On peut ne pas aimer le film, mais alors ne l’aimons pas pour sa réalisation, son jeu d’acteur, pour ses dialogues. Au demeurant, il sera difficile de dire qu’il n’est pas finement réalisé, que les actrices ne crèvent pas l’écran, et que l’on n’est pas touché par des dialogues alternativement pleins d’humour ou bien poignants. Finalement le scandale Nabil Ayouch rappelle ce que Molière faisait dire à son Tartuffe, que « Le scandale du monde, est ce qui fait l’offense; Et ce n’est pas pécher, que pécher en silence. »

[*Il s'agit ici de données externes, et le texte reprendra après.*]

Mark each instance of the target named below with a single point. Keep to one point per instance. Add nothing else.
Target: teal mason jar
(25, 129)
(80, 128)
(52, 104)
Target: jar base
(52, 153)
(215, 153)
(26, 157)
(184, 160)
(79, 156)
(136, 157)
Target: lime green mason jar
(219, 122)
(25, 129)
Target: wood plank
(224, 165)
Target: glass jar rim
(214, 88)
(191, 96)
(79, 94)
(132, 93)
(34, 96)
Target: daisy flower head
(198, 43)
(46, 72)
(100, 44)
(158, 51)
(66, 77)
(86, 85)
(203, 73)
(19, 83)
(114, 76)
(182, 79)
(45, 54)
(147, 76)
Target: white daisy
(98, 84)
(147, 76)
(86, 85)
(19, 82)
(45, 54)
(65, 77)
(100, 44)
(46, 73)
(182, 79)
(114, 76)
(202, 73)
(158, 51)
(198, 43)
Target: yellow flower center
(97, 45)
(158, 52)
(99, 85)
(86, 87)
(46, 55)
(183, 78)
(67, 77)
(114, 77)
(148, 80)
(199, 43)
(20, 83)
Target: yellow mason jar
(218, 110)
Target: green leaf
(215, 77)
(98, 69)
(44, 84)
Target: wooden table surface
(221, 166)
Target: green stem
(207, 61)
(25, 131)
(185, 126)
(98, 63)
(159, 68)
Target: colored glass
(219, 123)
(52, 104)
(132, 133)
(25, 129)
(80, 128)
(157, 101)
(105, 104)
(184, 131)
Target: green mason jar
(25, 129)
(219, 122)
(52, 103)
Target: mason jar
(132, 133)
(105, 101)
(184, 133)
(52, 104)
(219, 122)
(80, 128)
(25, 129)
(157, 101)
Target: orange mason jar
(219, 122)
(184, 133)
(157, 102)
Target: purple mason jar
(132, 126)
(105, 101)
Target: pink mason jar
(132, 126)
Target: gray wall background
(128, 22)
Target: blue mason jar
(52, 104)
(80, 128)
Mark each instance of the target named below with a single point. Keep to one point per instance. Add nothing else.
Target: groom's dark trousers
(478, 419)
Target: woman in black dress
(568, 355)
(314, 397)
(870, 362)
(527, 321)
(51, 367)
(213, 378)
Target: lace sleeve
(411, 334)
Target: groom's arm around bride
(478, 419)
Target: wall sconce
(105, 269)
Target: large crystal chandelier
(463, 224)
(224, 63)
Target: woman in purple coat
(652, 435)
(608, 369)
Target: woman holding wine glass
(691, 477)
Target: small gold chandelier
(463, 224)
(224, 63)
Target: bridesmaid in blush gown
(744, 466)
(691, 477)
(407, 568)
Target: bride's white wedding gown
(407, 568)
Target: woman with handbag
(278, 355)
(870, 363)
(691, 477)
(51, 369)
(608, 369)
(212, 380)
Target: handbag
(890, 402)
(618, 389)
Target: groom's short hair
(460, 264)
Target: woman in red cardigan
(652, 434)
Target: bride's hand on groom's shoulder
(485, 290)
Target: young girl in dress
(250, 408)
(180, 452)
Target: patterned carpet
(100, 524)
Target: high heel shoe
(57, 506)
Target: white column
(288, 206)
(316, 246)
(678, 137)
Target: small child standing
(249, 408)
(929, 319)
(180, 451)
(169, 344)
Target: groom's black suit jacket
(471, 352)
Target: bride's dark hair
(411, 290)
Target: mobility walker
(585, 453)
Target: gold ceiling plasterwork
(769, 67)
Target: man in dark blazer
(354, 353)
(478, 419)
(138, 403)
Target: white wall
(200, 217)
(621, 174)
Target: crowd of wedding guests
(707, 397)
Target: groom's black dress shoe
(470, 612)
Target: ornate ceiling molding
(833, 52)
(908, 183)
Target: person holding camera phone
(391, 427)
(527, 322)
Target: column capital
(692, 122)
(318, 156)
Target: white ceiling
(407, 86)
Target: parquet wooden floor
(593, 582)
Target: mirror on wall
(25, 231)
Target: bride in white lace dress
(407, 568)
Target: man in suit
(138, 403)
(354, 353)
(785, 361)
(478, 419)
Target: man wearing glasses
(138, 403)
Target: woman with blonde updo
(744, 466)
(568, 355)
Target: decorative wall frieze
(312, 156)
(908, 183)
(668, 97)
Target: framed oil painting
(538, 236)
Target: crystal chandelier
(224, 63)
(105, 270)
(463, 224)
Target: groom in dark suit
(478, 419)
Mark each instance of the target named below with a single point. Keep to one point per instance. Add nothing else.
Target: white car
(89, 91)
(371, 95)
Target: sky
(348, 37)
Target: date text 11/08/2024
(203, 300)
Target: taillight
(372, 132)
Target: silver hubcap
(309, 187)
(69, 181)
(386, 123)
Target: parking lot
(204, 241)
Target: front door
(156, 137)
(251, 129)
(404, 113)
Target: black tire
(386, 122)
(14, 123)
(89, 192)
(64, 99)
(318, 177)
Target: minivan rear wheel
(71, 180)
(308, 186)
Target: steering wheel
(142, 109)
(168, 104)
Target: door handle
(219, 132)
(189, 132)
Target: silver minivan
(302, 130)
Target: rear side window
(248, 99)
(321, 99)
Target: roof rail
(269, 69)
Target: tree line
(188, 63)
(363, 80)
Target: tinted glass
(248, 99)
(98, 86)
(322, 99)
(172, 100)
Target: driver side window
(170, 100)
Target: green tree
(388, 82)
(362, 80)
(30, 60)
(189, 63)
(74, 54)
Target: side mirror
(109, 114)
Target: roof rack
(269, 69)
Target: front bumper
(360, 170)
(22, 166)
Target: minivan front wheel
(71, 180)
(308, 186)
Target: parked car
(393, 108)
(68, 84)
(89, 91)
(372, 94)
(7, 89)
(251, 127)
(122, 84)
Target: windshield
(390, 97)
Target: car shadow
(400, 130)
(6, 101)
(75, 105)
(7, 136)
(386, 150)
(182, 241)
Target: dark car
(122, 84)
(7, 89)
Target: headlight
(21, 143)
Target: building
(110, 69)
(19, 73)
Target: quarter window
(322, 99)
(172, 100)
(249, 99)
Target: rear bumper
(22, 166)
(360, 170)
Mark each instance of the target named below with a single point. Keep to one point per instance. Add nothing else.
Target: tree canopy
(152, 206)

Et si les bien-pensants pensaient au bien qu’ils pourraient faire pour changer les choses dans la vraie vie plutôt qu’au mal éventuel que provoquerait la projection d’un film de cinéma qui reste une œuvre de fiction, si réaliste soit-elle ?
Zin li fik, c’est une plainte. L’énormité absurde de la plainte qui se retourne contre la victime. La plainte des corps bousculés et des esprits ignorés. La plainte de tous ces mots auxquels on ne donne de valeur que pour leur apparence, qui ne comptent que pour l’instant où ils sont prononcés et s’oublient si vite après. Quelle belle langue de poésie dont on sent que le sous-titre ne présentent qu’une pâle et approximative traduction des plus éclatantes et délicates éloges à la femme, mais dont il ne reste plus rien l’instant d’après, ni dans les mots ni dans les regards qui les portent, plus rien que le dédain ! Zin li fik, c’est une plainte. La plainte de ces quatre femmes, belles, à qui il ne reste finalement pas grand-chose, que le droit de s’entendre dire « T’as le droit de fermer ta gueule ».